Klimawandel, Erbschaftsfragen, Kapitalismus: Es sind die großen Fragen unserer Zeit, die Thomas Köck in seinem Text „paradies fluten" aufgreift. Das Werk des preisgekrönten oberösterreichischen Dramatikers läuft am Wiener Akademietheater in einer Inszenierung von Robert Borgmann.

Einen „ungeplanten Österreich-Schwerpunkt" gebe es in dieser soeben angelaufenen Saison. Das vermeldete die Direktorin des Burgtheaters, Karin Bergmann, vor wenigen Monaten anlässlich einer Pressekonferenz. Tatsächlich sind unter den elf Ur- bzw. Erstaufführungen Werke sechs österreichischer Autoren. Darunter „jedermann (stirbt)" des jungen, bachmannpreisgekrönten Grazer Dramatikers Ferdinand Schmalz, der Hugo von Hoffmansthals Kassenschlager im Auftrag des Burgtheaters um- und neu geschrieben hat.

Zu sehen ist das Stück ab Februar in der Regie des Nestroy-Preisträgers Stefan Bachmann. Das zweite Auftragswerk der Saison stammt vom Büchner-Preisträger Josef Winkler. „Lass dich heimgeigen, Vater oder Den Tod ins Herz mir schreiben" ist ein Kampf gegen das Vergessen und Verstummen und wird im November uraufgeführt.


Endzeitstimmung am Akademietheater


Eingeläutet wurde der „Österreich-Schwerpunkt" jedoch von Thomas Köck mit „paradies fluten". Zum ersten Mal in Österreich aufgeführt, handelt das Werk von Kolonialismus, Globalisierung und Demenz und versprüht dabei Endzeitstimmung: Die Sonne hat ihre Wechseljahre erreicht. Sämtliche Kontinente werden zur Wüste. Auf dem Meeresboden Flugzeugwracks, Plastikschnitzel und Playmobil-Pferde. Diese düstere Prophezeiung überbringt die von der Prophezeiung Vergessene der von der Vorhersehung Übersehenen gleich zu Beginn von „paradies fluten".


Dabei ist der Klimawandel nur eines der Themen, das in Köcks „verirrter Sinfonie", so der Untertiel von „paradies fluten", abgehandelt wird.

Da bangt eine Mutter um die Familie und will dem Vater die Selbstständigkeit ausreden, während die Tochter erfolglos Tänzerin werden möchte.

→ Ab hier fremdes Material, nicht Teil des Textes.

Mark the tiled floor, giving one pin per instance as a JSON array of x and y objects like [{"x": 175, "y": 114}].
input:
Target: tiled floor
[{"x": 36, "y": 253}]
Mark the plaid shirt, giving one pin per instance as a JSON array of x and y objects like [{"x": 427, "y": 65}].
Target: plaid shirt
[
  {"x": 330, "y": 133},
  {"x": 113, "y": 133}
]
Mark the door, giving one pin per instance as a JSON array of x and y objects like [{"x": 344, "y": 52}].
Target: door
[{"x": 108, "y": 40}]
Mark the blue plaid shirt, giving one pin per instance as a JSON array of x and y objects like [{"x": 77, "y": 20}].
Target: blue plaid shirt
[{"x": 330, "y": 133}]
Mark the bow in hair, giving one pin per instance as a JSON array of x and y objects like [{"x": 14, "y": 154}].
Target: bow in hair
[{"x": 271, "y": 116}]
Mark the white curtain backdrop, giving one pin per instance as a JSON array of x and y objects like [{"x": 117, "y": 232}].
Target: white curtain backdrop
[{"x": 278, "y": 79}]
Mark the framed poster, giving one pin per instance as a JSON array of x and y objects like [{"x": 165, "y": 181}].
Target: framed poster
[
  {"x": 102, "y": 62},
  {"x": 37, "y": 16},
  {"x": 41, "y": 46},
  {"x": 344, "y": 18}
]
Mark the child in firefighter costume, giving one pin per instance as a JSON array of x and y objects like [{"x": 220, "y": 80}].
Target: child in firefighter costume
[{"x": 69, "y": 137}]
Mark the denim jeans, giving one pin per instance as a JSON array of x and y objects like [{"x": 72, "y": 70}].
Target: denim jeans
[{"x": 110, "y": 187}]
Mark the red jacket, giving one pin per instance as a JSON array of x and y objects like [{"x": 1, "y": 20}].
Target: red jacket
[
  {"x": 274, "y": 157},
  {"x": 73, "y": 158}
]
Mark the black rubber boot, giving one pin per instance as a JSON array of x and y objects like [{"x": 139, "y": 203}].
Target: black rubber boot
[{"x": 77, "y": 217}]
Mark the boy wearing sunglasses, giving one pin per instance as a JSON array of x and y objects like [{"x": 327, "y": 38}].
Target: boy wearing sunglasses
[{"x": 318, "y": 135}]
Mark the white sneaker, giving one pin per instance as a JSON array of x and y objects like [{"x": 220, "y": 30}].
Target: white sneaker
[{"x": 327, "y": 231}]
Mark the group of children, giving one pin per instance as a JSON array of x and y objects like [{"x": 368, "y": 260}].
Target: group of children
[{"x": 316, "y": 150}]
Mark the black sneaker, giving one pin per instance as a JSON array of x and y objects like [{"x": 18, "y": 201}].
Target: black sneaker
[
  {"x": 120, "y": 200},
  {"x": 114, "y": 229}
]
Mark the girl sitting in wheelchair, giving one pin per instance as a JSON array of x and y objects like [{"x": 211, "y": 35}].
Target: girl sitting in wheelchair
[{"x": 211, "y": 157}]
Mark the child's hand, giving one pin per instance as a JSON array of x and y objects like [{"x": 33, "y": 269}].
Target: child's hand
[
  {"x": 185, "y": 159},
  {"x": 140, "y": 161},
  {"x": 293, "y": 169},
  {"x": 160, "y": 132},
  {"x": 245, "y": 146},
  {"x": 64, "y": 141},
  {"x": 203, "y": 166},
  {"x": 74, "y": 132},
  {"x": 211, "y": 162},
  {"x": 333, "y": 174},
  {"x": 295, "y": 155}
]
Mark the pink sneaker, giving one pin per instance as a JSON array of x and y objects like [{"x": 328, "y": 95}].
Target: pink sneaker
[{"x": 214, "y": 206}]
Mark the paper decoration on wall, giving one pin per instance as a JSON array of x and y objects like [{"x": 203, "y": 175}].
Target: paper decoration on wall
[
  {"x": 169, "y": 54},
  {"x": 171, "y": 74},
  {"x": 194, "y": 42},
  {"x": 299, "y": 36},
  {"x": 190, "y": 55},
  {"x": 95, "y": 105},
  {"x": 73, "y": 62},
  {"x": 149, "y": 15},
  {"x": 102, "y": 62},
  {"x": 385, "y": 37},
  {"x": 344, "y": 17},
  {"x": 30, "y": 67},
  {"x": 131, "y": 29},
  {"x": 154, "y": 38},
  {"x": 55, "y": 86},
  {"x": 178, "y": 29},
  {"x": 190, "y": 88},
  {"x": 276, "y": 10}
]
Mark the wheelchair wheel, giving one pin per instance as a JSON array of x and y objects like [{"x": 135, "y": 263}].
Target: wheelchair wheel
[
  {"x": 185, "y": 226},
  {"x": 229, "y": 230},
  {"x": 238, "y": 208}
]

Da strebt ein Architekt gemeinsam mit einer Entwicklungshelferin danach, den brasilianischen Dschungel um ein Opernhaus und westliche Gedanken reicher zu machen.


Befreiende Sprache


So gut wie komplett ohne Satzzeichen und in Kleinschreibung schafft Köck eine Welt, in der Ehestreit, Generationenkonflikt und Ausbeutung ihren Platz finden. Die interpunktionslose Sprache nütze der Autor, um Geschwindigkeit herzustellen, und den Text von Rhythmus und grammatikalischen Strukturen zu befreien. Nur an wenigen Stellen finden sich Rufzeichen, schließlich gehe es Köck nicht um Hebungen oder Senkungen, sondern ausschließlich um Intensität: „Für mich ist das erste Element der Sound, aus dem ich Geschichte, Sinn und Figuren entwickle. Ich möchte eine Sprache finden, die materialistisch wird."


Schmutz, Nässe, Widerstand

Die Inszenierung von Robert Borgmann fordert das Ensemble rund um Elisabeth Orth, Sabine Haupt, Katharina Lorenz, Sylvie Rohrer oder Philipp Hauß, das in Schlamm, Regen und Nebel spielt. Köck sagt, er habe die Probenarbeit mit Regisseur Borgmann genossen. Er habe eine eigene Ästhetik und belaste den Text bis zur Schmerzgrenze.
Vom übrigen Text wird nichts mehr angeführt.